Made the changes that needed to be made based on FL's report.
I'm posting this message for France, because she wasn't able to add it to the blog yesterday.
Here is the complete message about the work done yesterday. If you
have any question please don't hesitate to email me or to post a
message on this blog: Today I looked through the home page and checked
for any typos & errors:
ACCUEIL:
Line 1: (starting with) débuts...la Concile change for (=) le Concile
line 3: en France ...auparavent = auparavant
Under "AU SUJET"
SCHÉMA:
Do we have more than one schéma here? should we add a 's' to the title
SCHEMA?
INSTRUCTIONS
line 4: On peut accéder... ù change for (=) où
...ils sont listés;on = listés; on (add a space after semi-colon)

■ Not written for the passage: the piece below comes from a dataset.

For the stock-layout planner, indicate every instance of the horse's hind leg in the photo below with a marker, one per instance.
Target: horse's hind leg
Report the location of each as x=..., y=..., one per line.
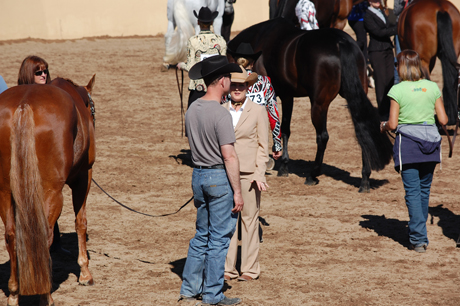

...peut cliquer sur les entêtes = en-têtes
ENCODAGE
2. TEXTES AUTONOMES
LES TEXTES
line 1: Les textes autonomes...documents tel que = tels ...grand texte
telle = tel...
PRINCIPES DE BALISAGE
line 2: <div>: ... et d'autres <div>s = should we keep the s? The
plural form sounds weird to to me.
... Les éléments <div> element = '<div> element' I wonder if we should
italicise <div> element or put quotation mark?
line 3: l'attribut n = 'n' This n sound smaller than it suppose to be,
also do we neen to put it in quotation or to italicise ?
line 4: L'élément <head> est utilisée = utilisé
line 9: Pour des structures...des éléments peuvent être insérées =
insérés
line 15: <hi>:...un texte en caractères tels que = caractères
spécifiques tels que... Maybe we need to add 'spécifiques'?
line 17 : L'étiquette est utilisé = utilisée
2.1. Pour les notes = 2. Pour les notes
lines 12:<list> et <item>: ... aparaissent = apparaissent
ANALYSE DE TEXTES
line 1: L'index... aux versions texte = versions 'texte' or italicised
line 3: plus...et nous fournirons prochainement des liens pertinents
aux textes = plus... et des liens pertinents aux textes seront
disponibles prochainement. I think it sounds better this way.
I also noticed when we go on DOCUMENT then 'gravure' page and we point
to the 1st image, the title that appears for a few seconds has a typo
Présage malheurux = malheureux
Pushed the latest XML files into the db, and then noticed that apostrophes in title
attributes in the output were being double-escaped. Edited teiGeneral.xsl
to remove escaping from the output of <reg>
elements as title
attributes. We'll have to watch this, though; the escaping may have been there for a reason. Not clear whether the XSLT processor will handle escaping appropriately or not.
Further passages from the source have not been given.